Creatine: The Complete Guide to Benefits, Dosage & Common Myths
Creatine is the most researched supplement in sports nutrition history — yet myths still persist. Here's what the science actually says.

Creatine monohydrate is arguably the most well-studied supplement in the world, with over 500 peer-reviewed studies supporting its safety and efficacy. Yet despite this overwhelming evidence, myths continue to circulate. Let's set the record straight.
What Is Creatine?
Creatine is a naturally occurring compound found in red meat and fish, and produced by your body in small amounts (about 1–2g per day). It's stored primarily in skeletal muscle as phosphocreatine, where it plays a critical role in ATP (adenosine triphosphate) regeneration — your body's primary energy currency during high-intensity exercise.
Proven Benefits
1. Increased Strength & Power Output Meta-analyses consistently show that creatine supplementation increases maximal strength by 5–10% and power output by 5–15%. This translates to more weight on the bar and more explosive performance.
2. Enhanced Muscle Growth By enabling you to train harder and recover faster, creatine indirectly drives hypertrophy. It also increases intracellular water content, creating a more anabolic environment for muscle protein synthesis.

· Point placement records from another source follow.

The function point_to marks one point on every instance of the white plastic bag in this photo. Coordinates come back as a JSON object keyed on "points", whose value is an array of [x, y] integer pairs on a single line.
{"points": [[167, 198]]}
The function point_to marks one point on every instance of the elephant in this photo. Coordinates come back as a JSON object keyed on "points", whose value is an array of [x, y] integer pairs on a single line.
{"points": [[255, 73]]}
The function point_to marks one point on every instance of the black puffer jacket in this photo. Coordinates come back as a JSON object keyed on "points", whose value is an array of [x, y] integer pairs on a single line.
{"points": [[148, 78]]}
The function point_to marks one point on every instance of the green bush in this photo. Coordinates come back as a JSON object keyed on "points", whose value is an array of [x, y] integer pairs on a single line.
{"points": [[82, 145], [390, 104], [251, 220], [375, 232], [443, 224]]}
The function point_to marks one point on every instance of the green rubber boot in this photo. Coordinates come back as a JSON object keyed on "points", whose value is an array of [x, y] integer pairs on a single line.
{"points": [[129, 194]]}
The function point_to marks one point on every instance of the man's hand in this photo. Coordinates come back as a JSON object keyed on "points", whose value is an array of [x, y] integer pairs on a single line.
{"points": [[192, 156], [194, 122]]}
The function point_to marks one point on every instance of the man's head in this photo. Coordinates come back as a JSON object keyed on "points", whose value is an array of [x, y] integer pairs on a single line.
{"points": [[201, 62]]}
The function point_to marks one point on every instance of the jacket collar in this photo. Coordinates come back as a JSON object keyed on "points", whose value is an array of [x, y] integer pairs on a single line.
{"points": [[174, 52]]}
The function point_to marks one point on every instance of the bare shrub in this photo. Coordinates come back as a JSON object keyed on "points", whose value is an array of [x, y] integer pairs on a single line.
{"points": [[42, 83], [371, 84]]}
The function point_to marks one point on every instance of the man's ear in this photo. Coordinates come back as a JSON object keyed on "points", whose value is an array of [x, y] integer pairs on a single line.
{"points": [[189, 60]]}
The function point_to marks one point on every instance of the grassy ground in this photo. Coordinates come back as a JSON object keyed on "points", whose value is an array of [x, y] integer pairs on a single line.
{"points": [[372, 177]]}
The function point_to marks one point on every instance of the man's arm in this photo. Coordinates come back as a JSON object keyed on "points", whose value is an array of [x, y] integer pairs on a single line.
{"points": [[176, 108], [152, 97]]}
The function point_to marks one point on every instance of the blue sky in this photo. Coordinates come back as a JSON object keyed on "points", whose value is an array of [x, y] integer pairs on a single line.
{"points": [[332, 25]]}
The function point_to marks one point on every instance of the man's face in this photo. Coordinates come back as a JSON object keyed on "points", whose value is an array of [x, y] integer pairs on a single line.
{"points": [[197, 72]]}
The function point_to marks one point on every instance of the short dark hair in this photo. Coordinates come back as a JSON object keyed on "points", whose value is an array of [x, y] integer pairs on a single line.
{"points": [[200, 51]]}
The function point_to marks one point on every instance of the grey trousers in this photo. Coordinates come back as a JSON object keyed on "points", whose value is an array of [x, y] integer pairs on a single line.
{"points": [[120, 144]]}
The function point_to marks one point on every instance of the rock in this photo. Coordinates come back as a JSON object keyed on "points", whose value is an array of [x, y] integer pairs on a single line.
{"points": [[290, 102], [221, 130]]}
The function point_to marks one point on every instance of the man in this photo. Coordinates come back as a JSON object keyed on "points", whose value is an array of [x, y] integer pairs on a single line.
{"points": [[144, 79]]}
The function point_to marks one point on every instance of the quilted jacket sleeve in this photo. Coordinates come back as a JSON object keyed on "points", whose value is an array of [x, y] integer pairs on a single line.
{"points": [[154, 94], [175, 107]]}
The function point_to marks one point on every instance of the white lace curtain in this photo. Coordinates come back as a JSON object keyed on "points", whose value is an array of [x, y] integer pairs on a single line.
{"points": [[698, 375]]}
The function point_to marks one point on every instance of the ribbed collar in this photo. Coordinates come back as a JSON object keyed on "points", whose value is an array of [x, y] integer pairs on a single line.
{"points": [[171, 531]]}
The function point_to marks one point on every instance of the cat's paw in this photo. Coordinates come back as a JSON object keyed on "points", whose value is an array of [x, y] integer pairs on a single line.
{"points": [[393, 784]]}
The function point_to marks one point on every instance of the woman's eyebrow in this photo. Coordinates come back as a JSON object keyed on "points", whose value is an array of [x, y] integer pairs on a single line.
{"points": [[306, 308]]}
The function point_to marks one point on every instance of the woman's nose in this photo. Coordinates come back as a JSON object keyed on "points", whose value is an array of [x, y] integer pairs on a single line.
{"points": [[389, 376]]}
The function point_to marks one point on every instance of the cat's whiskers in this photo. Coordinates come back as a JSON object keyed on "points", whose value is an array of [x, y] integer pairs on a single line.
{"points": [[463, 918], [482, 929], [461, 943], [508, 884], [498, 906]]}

3. Improved High-Intensity Performance Whether it's sprints, HIIT, or heavy sets, creatine excels at fueling short-duration, high-intensity efforts by rapidly regenerating ATP from ADP.
4. Cognitive Benefits Emerging research suggests creatine supports brain function, particularly under conditions of sleep deprivation or mental fatigue. The brain, like muscle, relies on phosphocreatine for energy.
Optimal Dosage Protocol
The simplest and most effective protocol is 5g of creatine monohydrate daily, taken at any time. Consistency matters more than timing.
Loading phase (optional): 20g per day (split into 4 doses) for 5–7 days, followed by 5g daily maintenance. This saturates stores faster but isn't necessary — daily 5g dosing reaches the same saturation within 3–4 weeks.
Common Myths Debunked
"Creatine causes kidney damage" — False. Over 20 years of research in healthy individuals shows no adverse effects on kidney function. Those with pre-existing kidney conditions should consult their physician.
"Creatine causes dehydration" — False. Creatine actually increases total body water. Studies show no increased risk of cramping or dehydration during exercise.
"You need to cycle creatine" — False. There is no physiological reason to cycle on and off. Continuous daily use is safe and effective.
"Creatine is a steroid" — Absolutely false. Creatine is a legal, naturally occurring compound with no hormonal activity.
The Bottom Line
If you train with any form of resistance exercise, creatine monohydrate should be a foundational supplement. It's safe, affordable, and backed by more scientific evidence than any other sports supplement on the market.